In ten days, I can celebrate being a member of this city for a full year.
New York City: Day 355
I came here on August 22nd, 2009. It is absolutely mind-blowing that a year is close to passing. It doesn’t seem right. It happened so quickly. It also doesn’t seem right in that I feel like I’ve been here for lifetimes. I remember having that sense that during my first weeks exploring the city. It’s still there.
The start to my second year as an MFA Acting Candidate is nearing. I remember how panicked, how excited I was last summer. Now, I’m anxious. I’ve given myself plenty of work, but it’s time to be back in the theatre with the playwrights, with the directors, with the rest of the actors in my cohort. In two short weeks, I’ll enter my second full year of Alexander Technique, Vocal Production, and Co-Lab but will also face entirely new beasts in Classical Technique, Theatrical Clown, Stage Combat, Dialects, Scene Study, Auditioning for the Stage, and British Theatre of Anger. And that’s only first semester. Layer on evening rehearsals for our two big Second Year productions (in the fall, The Adding Machine by Elmer Rice, directed by Lou Jacob and in the spring, The Chekhov Project adapted by Casey Biggs and Robert Hoyt, directed by Casey Biggs– both of which I’m extremely excited about…) and hopefully I’ll emerge from it all in May to tell you how it went.

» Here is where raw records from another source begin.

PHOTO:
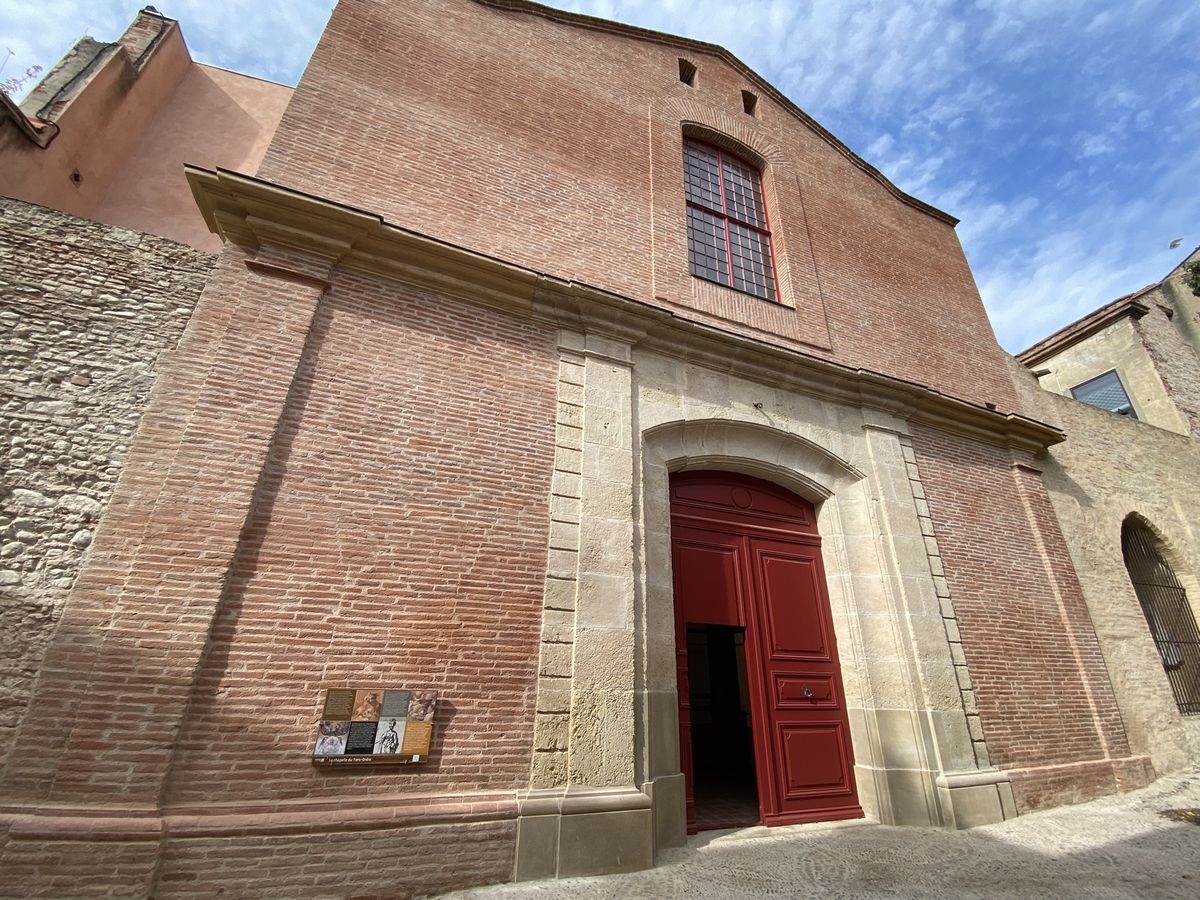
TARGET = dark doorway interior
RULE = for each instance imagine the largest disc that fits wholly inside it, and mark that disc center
(721, 744)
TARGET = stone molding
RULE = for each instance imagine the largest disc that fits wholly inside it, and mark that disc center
(949, 618)
(333, 815)
(251, 211)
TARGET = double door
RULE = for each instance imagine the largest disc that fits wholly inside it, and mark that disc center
(747, 553)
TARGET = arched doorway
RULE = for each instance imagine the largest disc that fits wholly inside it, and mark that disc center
(1168, 613)
(763, 729)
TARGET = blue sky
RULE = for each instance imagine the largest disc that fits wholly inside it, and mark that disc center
(1065, 133)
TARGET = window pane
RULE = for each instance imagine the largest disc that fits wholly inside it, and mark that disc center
(751, 262)
(1105, 393)
(743, 192)
(707, 256)
(702, 175)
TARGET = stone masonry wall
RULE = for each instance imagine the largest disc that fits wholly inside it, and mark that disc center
(85, 310)
(1176, 361)
(1111, 467)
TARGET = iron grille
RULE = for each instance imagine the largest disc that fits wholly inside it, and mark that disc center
(729, 240)
(1164, 604)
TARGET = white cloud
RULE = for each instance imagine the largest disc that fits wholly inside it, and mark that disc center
(1062, 136)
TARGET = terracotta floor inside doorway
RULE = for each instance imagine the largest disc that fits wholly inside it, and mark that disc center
(729, 805)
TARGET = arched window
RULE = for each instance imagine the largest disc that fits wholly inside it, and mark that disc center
(729, 237)
(1165, 606)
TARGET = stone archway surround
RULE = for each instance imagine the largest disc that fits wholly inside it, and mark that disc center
(912, 747)
(606, 785)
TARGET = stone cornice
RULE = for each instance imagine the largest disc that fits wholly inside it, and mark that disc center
(251, 213)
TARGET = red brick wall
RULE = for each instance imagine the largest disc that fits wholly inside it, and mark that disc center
(399, 538)
(1044, 694)
(323, 492)
(558, 148)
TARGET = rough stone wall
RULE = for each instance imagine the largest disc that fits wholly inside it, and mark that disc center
(85, 310)
(1176, 361)
(1108, 468)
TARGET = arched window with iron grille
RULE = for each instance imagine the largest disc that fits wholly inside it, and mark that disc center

I hope I’m kidding. I like to think that I’ll be careful enough with my time that posts will be frequent, but the fatigue and constant state of motion I watched the Second Years walk around with last year make me wonder if I’m completely delusional.
I need school to start. Lately, working on my book (which is the largest reason for my ten-day absence) I’ve been letting my head go wherever it wishes to go. After five trips to the Haunted exhibit, consuming multiple essays on memory in art and Derrida’s idea of hauntology, devouring a beautiful book on the idea of the listener as a medium (chapter titles include “Chair creaks, but no one sits there” and “Snow falling on snow”), and a resent trip to the town in which I spent my childhood, my mind has taken itself to strange places. Places I’m fascinated by, but places I might be ready to come back from.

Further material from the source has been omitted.